Father Gordon felt progress had been made in at least one area when he quoted a write-up of what he called one for the most unique events in which he had been involved:

"Perhaps the committee in charge unwittingly arranged it so, or perhaps they did it deliberately but Centuria Commercial Club banquet staged last Thursday, aside from being one of the most enjoyable and most successful occasions of its kind ever staged in the village, was also one of the most unique of its kind ever held in this part of the state."

"The banquet was successful from the standpoint of attendance, over one hundred partaking, successful also because of the general spirit of good cheer and sociability which pervaded, the fine eatables served, and the interesting program."

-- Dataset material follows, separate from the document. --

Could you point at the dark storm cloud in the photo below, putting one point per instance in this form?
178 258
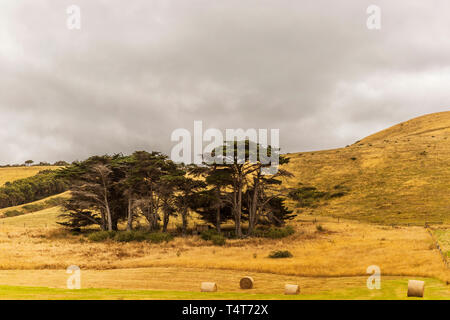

"But the unique feature was called to attention by Reverend Philip Gordon, toastmaster for the evening, who in his inimitable, humorous way, pointed out that the banquet was being held in the dining room of a Swedish Lutheran Church, with the pastor of the church asking grace at the beginning and pronouncing the benediction at the close; the band was under the direction of the pastor of the German Lutheran Church; the Methodist pastor was on the speaking program; the toastmaster was the pastor of an Irish Catholic parish; of the three members of the committee in charge, one was an Englishman, one a Dane and one a German; the main speaker of the evening was a Scotchman; the entertainment of the evening gave Italian and French dialect reading as a part of the program; and to further complete the mixture, there was one real American present - an Indian - no one, but the Reverend Gordon."